Répartition de la rémunération et pénalité

[14] Dans le présent dossier, le conseil arbitral devait décider si la répartition de la rémunération de l’Intimé avait été effectuée conformément aux articles 35 et 36 du Règlement et s’il y avait lieu d’imposer une pénalité à l’Intimé aux termes de l’article 38 de la Loi.

[15] Le rôle du conseil arbitral (maintenant la division générale) est d'examiner les preuves que lui présentent les deux parties, pour déterminer les faits pertinents, soit les faits qui concernent le litige particulier qu'il doit trancher et d'expliquer, dans sa décision écrite, la décision qu'il rend concernant ces faits.

[16] Un conseil arbitral doit évidemment justifier les conclusions auxquelles il en arrive. Lorsqu’il est confronté à des éléments de preuve contradictoires, il ne peut les ignorer. Il doit les considérer. S’il décide qu’il y a lieu de les écarter ou de ne leur attribuer que peu de poids ou pas de poids du tout, il doit en expliquer les raisons, au risque, en cas de défaut de le faire, de voir sa décision entachée d’une erreur de droit ou taxée d’arbitraire - Bellefleur c. Canada (PG), 2008 FCA 13.

[17] Dans le présent dossier, le conseil arbitral a encore une fois ignoré les éléments de preuve de l’Appelante.  Le dossier a pourtant été retourné à plusieurs reprises au conseil arbitral par les juges-arbitres pour les mêmes raisons (Voir CUB 72474 et CUB 75282A). Sans expliquer pourquoi, le conseil arbitral a écarté les déclarations initiales de l’Intimé et celle du représentant des deux entreprises.  Il n'a pas expliqué en quoi le document « Calcul-salaire » duquel proviennent les montants retenus par l'Appelante est erroné ou encore la raison pour laquelle elle ne pouvait s'appuyer sur ce document. II a tout simplement ignoré le document.

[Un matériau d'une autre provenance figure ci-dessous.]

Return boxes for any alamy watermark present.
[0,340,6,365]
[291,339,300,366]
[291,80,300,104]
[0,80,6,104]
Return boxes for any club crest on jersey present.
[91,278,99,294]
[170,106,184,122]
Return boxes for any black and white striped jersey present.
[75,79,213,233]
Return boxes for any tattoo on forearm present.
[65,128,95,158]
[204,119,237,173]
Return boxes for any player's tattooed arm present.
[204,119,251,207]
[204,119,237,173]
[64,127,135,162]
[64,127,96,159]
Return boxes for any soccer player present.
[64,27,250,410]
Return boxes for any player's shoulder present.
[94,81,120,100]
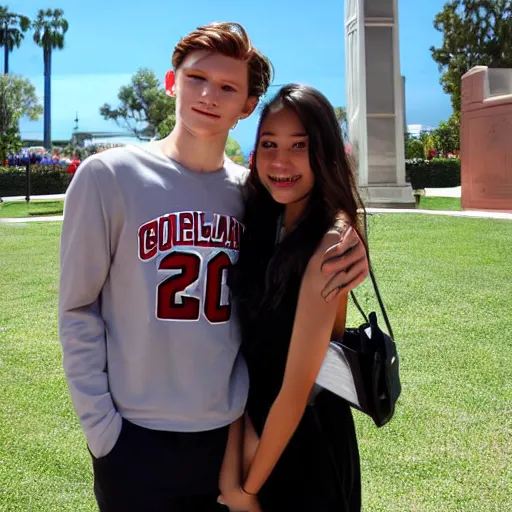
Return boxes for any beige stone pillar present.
[345,0,415,208]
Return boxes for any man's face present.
[176,50,257,137]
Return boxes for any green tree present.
[430,0,512,116]
[0,74,43,164]
[334,107,348,142]
[405,133,425,160]
[34,9,69,149]
[0,5,30,74]
[432,117,460,156]
[100,68,176,139]
[226,135,248,167]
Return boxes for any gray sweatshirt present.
[59,143,248,457]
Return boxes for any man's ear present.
[165,69,176,97]
[240,96,259,119]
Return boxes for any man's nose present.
[201,83,219,106]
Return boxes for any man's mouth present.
[192,107,220,119]
[269,175,300,183]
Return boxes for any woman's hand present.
[217,487,261,512]
[322,227,369,302]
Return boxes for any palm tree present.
[34,9,68,149]
[0,5,30,74]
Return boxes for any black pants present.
[93,419,228,512]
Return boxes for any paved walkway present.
[0,208,512,224]
[0,194,66,203]
[0,187,512,223]
[0,187,461,203]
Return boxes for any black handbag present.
[316,267,401,427]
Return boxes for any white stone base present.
[359,184,416,208]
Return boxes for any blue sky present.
[14,0,451,151]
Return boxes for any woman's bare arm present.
[243,232,347,494]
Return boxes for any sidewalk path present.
[0,208,512,224]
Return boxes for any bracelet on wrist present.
[240,485,258,496]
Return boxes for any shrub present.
[0,165,71,197]
[405,158,460,190]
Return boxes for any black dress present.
[241,272,361,512]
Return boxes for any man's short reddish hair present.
[172,21,273,98]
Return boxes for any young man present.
[59,23,368,512]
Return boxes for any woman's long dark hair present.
[234,84,364,314]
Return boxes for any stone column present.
[345,0,415,208]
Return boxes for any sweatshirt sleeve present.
[59,157,122,457]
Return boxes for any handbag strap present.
[350,209,395,340]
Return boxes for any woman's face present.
[256,107,315,205]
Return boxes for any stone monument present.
[345,0,415,208]
[460,66,512,212]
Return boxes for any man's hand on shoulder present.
[322,226,369,302]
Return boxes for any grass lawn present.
[0,214,512,512]
[0,201,64,218]
[419,196,462,211]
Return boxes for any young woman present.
[220,85,362,512]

[18] Au surplus, le conseil arbitral a demandé à ce que l’Appelante procède à refaire ses calculs selon les relevés d’emploi reconnus conformes par l’Appelante alors que celle-ci en contestait la véracité devant le conseil au motif que les documents contenaient de faux renseignements en raison du cumul d'heures. Même le représentant de l’Intimé a reconnu durant l’audience en appel ne pas avoir soutenu devant le conseil arbitral que les relevés étaient conformes mais plutôt d’avoir soumis au conseil qu’il devait tenir compte des véritables feuilles de paie.

[19] Finalement, le conseil arbitral a fait défaut de relater brièvement mais clairement les faits essentiels qui sont à la base de sa décision ce qui constitue une autre erreur en droit  –  Inkell c. Canada (PG), 2012, CAF 290.

[20] Compte tenu des erreurs ci-dessus mentionnées, le Tribunal est justifié d’intervenir et de retourner le présent dossier devant la division générale pour une nouvelle audience sur les questions en litige.

Déni de justice naturelle à cause du délai

[21] L'Intimé soutient qu’il a été porté atteinte à son droit à la justice naturelle à cause des délais dans le présent dossier.   Il plaide que les délais, autant systémiques qu'institutionnels, sont imputables à l’Appelante et à la congestion du Tribunal et lui ont occasionnés un préjudice psychologique et ont portés atteinte à sa réputation.

[22] L’Intimé plaide également qu’il faut tenir compte du préjudice psychologique et sociologique causé par le délai et non seulement de l'incidence procédurale ou juridique, c'est-à-dire de la question de savoir si la capacité de présenter une défense pleine et entière a été compromise.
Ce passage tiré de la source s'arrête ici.